給付業務は兵站に似ている。迅速に確実に実行できるかが重要である。今後、定額給付金が望ましいかどうかは別の機会に論ずるとして、今回の経験を踏まえて、より迅速で確実な給付を考える。

次回、マイナンバーカードによるオンライン申請を行う際には、多重給付と給付ミスを避けるために、申請時のオンライン申請画面で申請者に極力情報を入力させないことと重複送信を防止する必要がある。申請者に極力情報を入力させないためには、マイナポータルのオンライン申請画面に、世帯情報が反映されていることが必要になるが、現状ではそれができない。電子証明書とマイナンバー(住民票コード)は絶対に紐づけしないという約束になっているからである。しかし、申請者から送られる情報にコードが入っていないと住民情報と正しく突合できない。そこでいくつかの自治体では苦肉の策として、電子証明書のシリアルナンバーを使って突合した。電子証明書のなかにマイナンバーが記載されていれば、住民情報とマイナンバーで自動的な突合が可能となり、今回のような騒動は起きないだろう。
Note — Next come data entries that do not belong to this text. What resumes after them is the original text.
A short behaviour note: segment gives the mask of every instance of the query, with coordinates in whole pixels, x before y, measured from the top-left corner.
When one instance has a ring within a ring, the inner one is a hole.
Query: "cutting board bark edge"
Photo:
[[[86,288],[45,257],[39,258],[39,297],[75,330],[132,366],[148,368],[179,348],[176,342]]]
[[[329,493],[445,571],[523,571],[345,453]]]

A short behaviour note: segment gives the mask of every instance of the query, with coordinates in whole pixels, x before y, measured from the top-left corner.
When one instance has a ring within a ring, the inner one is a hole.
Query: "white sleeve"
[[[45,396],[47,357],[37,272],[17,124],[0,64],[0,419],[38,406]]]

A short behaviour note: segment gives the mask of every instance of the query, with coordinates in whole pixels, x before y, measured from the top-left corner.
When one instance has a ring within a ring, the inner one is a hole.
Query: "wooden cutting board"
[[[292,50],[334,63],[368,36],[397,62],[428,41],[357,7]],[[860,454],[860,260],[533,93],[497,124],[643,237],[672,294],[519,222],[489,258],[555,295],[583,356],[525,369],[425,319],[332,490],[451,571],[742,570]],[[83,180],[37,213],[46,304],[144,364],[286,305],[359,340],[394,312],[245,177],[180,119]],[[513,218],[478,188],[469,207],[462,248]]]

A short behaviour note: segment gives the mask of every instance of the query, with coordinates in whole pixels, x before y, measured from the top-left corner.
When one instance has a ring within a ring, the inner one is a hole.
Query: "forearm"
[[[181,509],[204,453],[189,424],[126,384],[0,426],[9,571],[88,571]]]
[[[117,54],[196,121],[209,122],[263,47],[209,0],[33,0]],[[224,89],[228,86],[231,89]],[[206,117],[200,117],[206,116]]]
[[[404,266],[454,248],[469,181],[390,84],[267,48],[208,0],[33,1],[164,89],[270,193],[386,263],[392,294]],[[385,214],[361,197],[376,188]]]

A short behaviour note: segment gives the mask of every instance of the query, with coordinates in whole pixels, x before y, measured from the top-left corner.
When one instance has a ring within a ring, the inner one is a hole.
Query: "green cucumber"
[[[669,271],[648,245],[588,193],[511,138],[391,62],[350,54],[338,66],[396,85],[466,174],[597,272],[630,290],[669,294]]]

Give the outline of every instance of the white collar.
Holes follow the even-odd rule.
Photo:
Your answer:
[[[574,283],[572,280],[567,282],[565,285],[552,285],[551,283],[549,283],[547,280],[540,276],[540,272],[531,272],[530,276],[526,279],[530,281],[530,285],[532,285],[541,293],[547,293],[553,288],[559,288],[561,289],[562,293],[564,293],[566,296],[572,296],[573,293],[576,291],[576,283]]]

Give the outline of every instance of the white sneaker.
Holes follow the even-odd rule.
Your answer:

重複送信が行われた理由のひとつに、送信ボタンを押してすぐに、受付完了メールがこないので、不安に思った国民が何度も送信したという話がある。送信ボタンを押したら、すぐに受付完了メールを送付する仕組みを作ると重複送信が減少するだろう。また、1度だけ送信できる画面とし、誤りがあったら修正画面で修正させるのも重複申請を減らす方法である。

もう少し広げて考えてみたい。今回は、同時期に布製マスクの全戸配布(アベノマスク)も行われた。アベノマスクは日本郵便の全住所配布のシステムを活用した。日本郵便の配布システムを使うのであれば、次回はヤマト運輸や佐川急便、アマゾンのシステムも選択肢に挙げることができるのではないか。このように、日本には、配布に使うことができる個人・世帯情報システムが多数存在する。このようなシステムとの比較による給付方法も含めて、もう一度マイナンバーのあり方や運用方法を検討する必要があるのではないか。